Читаем Nature's Evil полностью

Why is the raw materials economy concentrated and the labour economy pluralistic and complex? One mechanism is comparative advantage, as described in the economic theory of international trade. States trade because they specialise in different commodities. With time, each economy increases the share of that particular commodity in which it is most efficient. For example, if coal in England was cheaper than in India but in India cotton was cheaper than in England, then the share of coal would grow in the English economy and the share of cotton would grow in the Indian economy. Another mechanism is monopoly. In the commercial exploitation of raw materials, the price of a commodity can differ from the cost of its extraction, changing the calculus of efficiency. 20 The formation of a monopoly is more likely in the case of topical, geographically concentrated resources – sugar rather than salt, diamonds rather than coal.
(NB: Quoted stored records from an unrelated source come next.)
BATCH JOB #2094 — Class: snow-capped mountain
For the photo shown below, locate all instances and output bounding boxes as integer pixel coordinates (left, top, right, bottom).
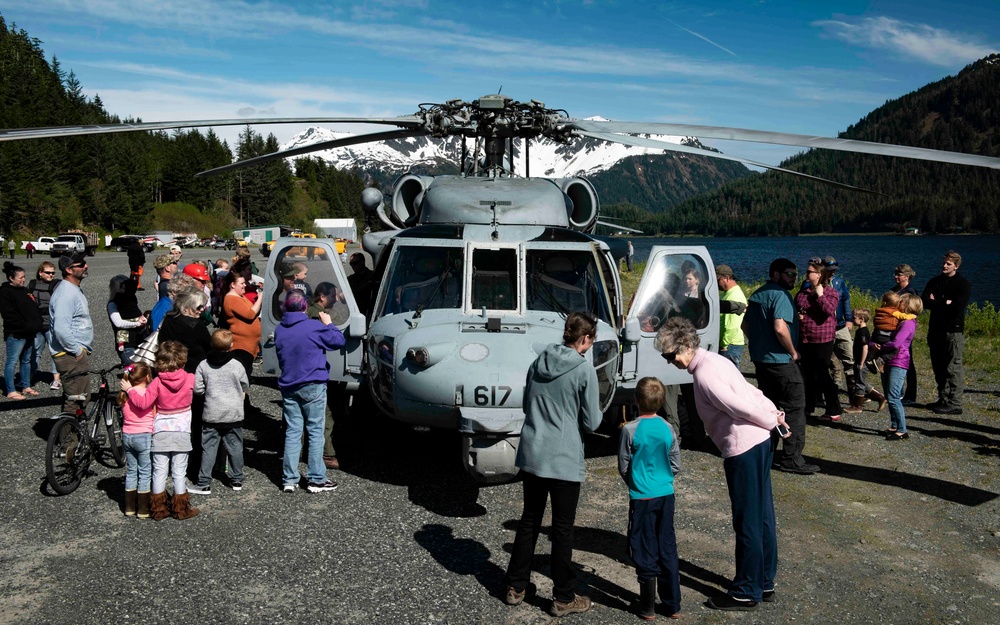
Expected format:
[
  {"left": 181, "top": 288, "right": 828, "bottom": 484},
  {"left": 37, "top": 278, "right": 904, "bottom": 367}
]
[{"left": 281, "top": 117, "right": 705, "bottom": 178}]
The theory and history of monopoly have been strangely underexplored; we have heard much more about free trade, competition, equilibrium theory and the informational role of prices – all those mechanisms of ‘complete markets’ that historical monopolies have been able to abolish for the sake of their profits. From Jeremy Bentham to John Marshall, social thinkers saw in monopoly a great challenge – a major source of wealth, inequality and evil. But monopolies and cartels continue to define our civilisation. Granted, all these economic mechanisms have always been subjugated to political decisions: when the Indian calicos were banned in England, the whole system of trade was transfigured, as also happened when the OPEC cartel was formed. But, in each case, the terms of trade also grew out of the natural characteristics of a raw material. It wasn’t the Spanish king who ordained Potosí to be the site of silver mines, just as it wasn’t the members of the Politburo who located the site of oil extraction in Western Siberia. This is how nature arranges things; her actions are either random or, what comes to the same thing, inscrutable. But the fates of the Spanish emperor and the Soviet general secretary depended on these acts of nature.

The broader relations between natural resources and labour also belong to the context of comparative advantage. In 1949 two economists who worked for the United Nations, Raúl Prebisch and Hans Singer, wrote that the price of a raw material changed more slowly than the price of labour. If one country produces mainly raw material while another invests the productive labour of its citizens, then the first country will gradually become impoverished while the second will become increasingly prosperous. 21 For example, German merchants bought Argentinian hides, took them to Central Europe, made bags or jackets, and sent them back to Argentina. Over the course of decades, you will be able to buy fewer and fewer leather bags and jackets for the same quantity of Argentinian hides (and, while the hides are always the same, the fashion in bags will change dramatically, giving another advantage to their makers). If you exchanged cars for oil, you would get more oil for a Tesla in 2020 than for a Packard in 1920. Prebisch and Singer ascribed this asymmetry to the democratic institutions, which are more successful in labour-dependent countries. Or was it the other way round – was it democratic choice that shunned the reliance on natural resources?

The gold standard

By virtue of their geological rarity and chemical stability, gold and silver have been used for hoarding capital from the dawn of human history. Always in short supply, gold was both the stimulus and the limit for the development of the banking system in Renaissance Europe. Silver was the first global commodity in the sense that its price throughout the world, from Mexico to China, fluctuated in one wave. The further east one went, the more gold was paid per unit of silver – silver was more expensive in China than anywhere else. At the opposite end of the world, the English thought up the gold standard – the idea that any financial transaction was potentially guaranteed by a stipulated amount of gold, and every deal had its place in the linear hierarchy of value. But there was never enough gold and silver to secure all possible transactions, so the idea of the gold standard remained a legal fiction. In the real world, if silver was in short supply, coins were debased with copper. In times of peace, this worked.